2. Michal: She spoke sarcastically and despised David in her heart. Often, the people who get hurt verbally the most are those close to us. After living with our spouse for some time, differences become evident. Let us endeavour to continue accommodating each other, working through things and loving one another.
3. Mary: She only found missing Jesus after 3 days; how worried she must have been! But notice her first words to Him was a question to understand why He had done this. Often, we skip the step of fact finding and go straight to executing judgement. Let us take time to understand our children.
4. Jesus: He did not rush to answer the teachers of the law but kept silent instead. He spoke gently to the adulterous woman, restoring her spiritually. Let’s do the same (Gal 6:1).

In society, we hear many opinions and thoughts. There are also those who want to fight for the minorities or weaker members. Some of these voices are that of strife or anger. In our workplaces, we hear bosses reprimand subordinates sternly, probably because something was done wrong and someone needs to take the blame.

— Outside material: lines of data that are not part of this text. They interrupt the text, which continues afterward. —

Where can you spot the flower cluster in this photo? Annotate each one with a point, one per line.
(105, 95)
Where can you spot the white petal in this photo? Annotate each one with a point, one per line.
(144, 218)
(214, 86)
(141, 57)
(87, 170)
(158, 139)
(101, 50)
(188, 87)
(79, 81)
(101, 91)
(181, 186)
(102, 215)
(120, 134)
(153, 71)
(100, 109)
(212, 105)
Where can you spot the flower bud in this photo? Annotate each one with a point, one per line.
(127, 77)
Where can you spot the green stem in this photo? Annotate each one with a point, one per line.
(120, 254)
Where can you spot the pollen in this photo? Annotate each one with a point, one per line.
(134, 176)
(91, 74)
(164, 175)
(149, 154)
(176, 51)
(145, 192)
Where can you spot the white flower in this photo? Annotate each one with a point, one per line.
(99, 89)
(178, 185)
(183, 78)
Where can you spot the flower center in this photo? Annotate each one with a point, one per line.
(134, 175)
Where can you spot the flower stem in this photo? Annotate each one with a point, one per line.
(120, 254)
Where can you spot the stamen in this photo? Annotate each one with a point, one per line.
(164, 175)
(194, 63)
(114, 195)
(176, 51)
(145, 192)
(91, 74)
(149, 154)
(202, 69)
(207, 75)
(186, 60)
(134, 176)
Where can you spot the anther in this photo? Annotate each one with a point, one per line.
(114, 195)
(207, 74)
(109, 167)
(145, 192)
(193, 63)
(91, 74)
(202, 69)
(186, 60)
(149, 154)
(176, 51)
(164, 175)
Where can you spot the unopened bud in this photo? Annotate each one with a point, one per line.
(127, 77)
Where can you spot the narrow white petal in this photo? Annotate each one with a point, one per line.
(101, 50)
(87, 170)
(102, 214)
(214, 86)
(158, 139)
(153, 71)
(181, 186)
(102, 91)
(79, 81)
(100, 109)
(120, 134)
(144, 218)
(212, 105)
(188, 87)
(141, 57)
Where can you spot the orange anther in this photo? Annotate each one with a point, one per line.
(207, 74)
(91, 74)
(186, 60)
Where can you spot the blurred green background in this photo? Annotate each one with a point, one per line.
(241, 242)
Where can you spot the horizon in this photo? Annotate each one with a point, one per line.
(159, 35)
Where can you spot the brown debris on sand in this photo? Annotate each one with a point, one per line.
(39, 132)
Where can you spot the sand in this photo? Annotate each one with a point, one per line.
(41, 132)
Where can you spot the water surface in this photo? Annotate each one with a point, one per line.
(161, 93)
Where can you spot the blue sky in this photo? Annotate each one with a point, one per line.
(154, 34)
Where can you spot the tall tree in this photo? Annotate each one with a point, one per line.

We hear waves of voices, strife, quarrelling and anger. Sometimes those who are scolded will defend and fight for themselves if they feel they are wronged.

People might not be able to accept or understand if we display a gentle demeanour. Not voicing your opinion or stand may end up with you taking the blame. Being gentle may be viewed as a weakness.

When we come to church, we know that having a gentle tongue is a virtue. Being gentle is not a sign of weakness. But many a times, with fleshly eyes, we judge whether a person is gentle or not. For example, a person seems gentle before the masses - he’s soft spoken, he says he respects everyone’s view and doesn’t voice his stand. But the spouse beside shakes his/her head. “You think he’s gentle? At home, he’s not like this to me. Ask the children, they’ll know about her temper. No patience at all!” Sometimes what we observe externally may not reflect the inner person.

But what’s the definition of gentleness we find in the Bible? A person who’s sensitive to others. A person who’s gracious to others. This is established by the power of God and is motivated by love which is founded on the truth.

In Gal 5:22-23, the Bible teaches us about the fruit of the spirit, one aspect being gentleness, another being self-control. A person who’s truly gentle is moved by the Holy Spirit and is able to bear fruit. He may be a person who is loud and direct. But after being changed by the Holy Spirit, he becomes a new person. What we observe externally may not reflect your inner person. A person that’s truly gentle is one whose inner man has been changed by the Holy Spirit. He may not have been born with such a personality. The fruit of the Holy Spirit is something each and every Christian needs to bear. Only when our heart is changed by the Holy Spirit can we say we have become a gentle person.

A few Bible characters who had gentle speech and who did not have gentle speech will be studied.

Prov 25:15
By long forbearance a ruler is persuaded, And a gentle tongue breaks a bone.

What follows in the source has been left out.